Datasets
Code
Frames of Aff-Wild2, showing subjects of different ethnicities, age groups, emotional states, head poses, illumination conditions and occlusions
Affective computing has been largely limited in terms of available data resources. The need to collect and annotate diverse in-the-wild datasets has become apparent with the rise of deep learning models, as the default approach to address any computer vision task.
Some in-the-wild databases have been recently proposed. However: i) their size is small, ii) they are not audiovisual, iii) only a small part is manually annotated, iv) they contain a small number of subjects, or v) they are not annotated for all main behavior tasks (valencearousal estimation, action unit detection and basic expression classification).

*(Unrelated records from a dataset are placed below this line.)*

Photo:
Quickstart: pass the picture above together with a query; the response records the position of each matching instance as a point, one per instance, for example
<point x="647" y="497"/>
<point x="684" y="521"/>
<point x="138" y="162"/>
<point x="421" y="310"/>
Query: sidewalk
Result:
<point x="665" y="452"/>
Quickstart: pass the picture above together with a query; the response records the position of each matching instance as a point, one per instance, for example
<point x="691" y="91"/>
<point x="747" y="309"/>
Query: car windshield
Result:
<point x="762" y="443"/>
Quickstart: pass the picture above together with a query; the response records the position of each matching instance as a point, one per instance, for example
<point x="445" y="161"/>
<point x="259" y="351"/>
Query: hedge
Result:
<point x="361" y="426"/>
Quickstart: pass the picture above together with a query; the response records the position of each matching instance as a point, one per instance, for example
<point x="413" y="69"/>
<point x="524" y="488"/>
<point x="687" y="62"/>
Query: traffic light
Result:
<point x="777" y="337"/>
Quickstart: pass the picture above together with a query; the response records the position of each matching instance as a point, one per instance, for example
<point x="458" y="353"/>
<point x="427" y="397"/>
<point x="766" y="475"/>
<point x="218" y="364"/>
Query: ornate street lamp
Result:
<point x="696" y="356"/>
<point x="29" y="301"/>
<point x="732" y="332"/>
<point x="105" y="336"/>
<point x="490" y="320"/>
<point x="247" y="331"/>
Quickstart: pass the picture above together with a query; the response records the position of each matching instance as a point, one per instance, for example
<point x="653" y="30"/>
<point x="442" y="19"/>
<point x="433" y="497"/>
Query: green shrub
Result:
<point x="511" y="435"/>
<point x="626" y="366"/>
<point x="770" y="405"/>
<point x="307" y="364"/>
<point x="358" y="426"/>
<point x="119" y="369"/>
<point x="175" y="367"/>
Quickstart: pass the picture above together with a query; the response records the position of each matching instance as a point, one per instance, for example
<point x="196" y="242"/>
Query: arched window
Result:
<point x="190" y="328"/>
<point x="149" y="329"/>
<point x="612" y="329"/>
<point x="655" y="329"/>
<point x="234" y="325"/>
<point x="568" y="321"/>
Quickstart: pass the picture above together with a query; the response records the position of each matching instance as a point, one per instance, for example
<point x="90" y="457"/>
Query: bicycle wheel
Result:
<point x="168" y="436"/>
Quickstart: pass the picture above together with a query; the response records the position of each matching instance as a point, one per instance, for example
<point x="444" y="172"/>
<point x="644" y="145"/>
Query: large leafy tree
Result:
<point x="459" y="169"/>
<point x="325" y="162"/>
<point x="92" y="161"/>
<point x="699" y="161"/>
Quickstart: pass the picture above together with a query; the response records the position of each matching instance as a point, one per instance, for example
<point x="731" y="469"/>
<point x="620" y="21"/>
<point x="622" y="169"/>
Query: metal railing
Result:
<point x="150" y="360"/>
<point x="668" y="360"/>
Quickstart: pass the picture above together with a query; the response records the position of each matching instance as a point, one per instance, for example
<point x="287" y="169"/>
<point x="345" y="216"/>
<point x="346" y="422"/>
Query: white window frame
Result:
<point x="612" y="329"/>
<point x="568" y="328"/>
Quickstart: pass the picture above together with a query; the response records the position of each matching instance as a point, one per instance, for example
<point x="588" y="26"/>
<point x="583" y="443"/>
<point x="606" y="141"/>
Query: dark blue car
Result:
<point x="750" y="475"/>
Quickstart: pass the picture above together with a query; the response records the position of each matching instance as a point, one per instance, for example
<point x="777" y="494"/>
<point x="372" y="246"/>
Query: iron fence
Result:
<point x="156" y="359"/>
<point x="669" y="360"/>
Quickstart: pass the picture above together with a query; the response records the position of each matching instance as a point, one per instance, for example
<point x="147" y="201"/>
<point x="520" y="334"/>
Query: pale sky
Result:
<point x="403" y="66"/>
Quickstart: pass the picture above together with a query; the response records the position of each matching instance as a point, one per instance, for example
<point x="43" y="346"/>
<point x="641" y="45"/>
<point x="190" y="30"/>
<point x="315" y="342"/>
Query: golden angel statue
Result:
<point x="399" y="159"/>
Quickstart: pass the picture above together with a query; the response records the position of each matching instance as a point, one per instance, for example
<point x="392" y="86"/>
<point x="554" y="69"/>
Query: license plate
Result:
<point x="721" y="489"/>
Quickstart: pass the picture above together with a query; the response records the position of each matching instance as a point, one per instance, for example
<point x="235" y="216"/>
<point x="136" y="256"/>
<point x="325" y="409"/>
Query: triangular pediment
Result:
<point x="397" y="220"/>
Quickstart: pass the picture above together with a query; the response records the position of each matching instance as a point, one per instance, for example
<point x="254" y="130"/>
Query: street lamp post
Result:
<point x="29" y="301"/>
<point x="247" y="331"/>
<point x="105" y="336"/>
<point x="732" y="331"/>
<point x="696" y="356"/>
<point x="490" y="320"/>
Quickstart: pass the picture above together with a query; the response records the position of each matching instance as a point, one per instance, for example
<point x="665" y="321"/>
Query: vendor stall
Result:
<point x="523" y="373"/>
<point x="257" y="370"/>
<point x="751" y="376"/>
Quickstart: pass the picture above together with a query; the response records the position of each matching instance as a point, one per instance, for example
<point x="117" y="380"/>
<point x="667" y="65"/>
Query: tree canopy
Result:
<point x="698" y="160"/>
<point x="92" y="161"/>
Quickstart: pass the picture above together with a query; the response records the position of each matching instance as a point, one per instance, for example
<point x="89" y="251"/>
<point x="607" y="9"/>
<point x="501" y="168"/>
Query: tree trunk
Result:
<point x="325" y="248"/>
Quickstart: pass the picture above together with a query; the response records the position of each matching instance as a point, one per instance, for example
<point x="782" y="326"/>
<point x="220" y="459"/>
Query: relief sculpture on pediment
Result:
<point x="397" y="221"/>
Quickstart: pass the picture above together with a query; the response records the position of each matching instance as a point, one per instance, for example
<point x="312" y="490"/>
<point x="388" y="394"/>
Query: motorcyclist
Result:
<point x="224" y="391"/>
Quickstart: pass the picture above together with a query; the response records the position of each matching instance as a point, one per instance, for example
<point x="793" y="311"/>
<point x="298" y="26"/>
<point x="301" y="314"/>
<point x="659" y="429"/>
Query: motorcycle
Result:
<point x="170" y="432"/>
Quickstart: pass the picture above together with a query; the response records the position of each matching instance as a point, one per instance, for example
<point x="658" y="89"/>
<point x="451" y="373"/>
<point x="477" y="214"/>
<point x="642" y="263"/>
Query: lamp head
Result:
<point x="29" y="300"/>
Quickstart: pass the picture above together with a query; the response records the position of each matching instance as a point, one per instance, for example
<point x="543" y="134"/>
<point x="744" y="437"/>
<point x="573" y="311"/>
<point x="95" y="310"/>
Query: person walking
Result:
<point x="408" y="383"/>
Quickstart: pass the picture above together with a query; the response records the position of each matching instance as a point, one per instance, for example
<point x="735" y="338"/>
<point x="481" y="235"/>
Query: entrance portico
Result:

To address these, we substantially extend the largest available in-the-wild database (Aff-Wild) to study continuous emotions such as valence and arousal. Furthermore, we annotate parts of the database with basic expressions and action units. We call this database Aff-Wild2. In total, Aff-Wild2 contains 558 videos with around 2.8 million frames. To the best of our knowledge, AffWild2 is the first large scale in-the-wild database containing annotations for all 3 main behavior tasks. It is also the first audiovisual database with annotations for AUs. All AU annotated databases do not contain audio, but only images or videos.
Latest News
We are currently organizing a Competition (split into 3 Tracks-Challenges) on an updated version of Aff-Wild2 (augmented with more videos). Please check here for more information, how to acquire the data and to participate. Also you can email: dimitrios.kollias15@imperial.ac.uk
Each video file name is in the form of:
Each annotation file is named after the video that it corresponds to. The first line of each annotation file is always: valence,arousal
Each line after the first, shows the valence and arousal values separated by a comma. Note that valence and arousal take values in the range: [-1,1].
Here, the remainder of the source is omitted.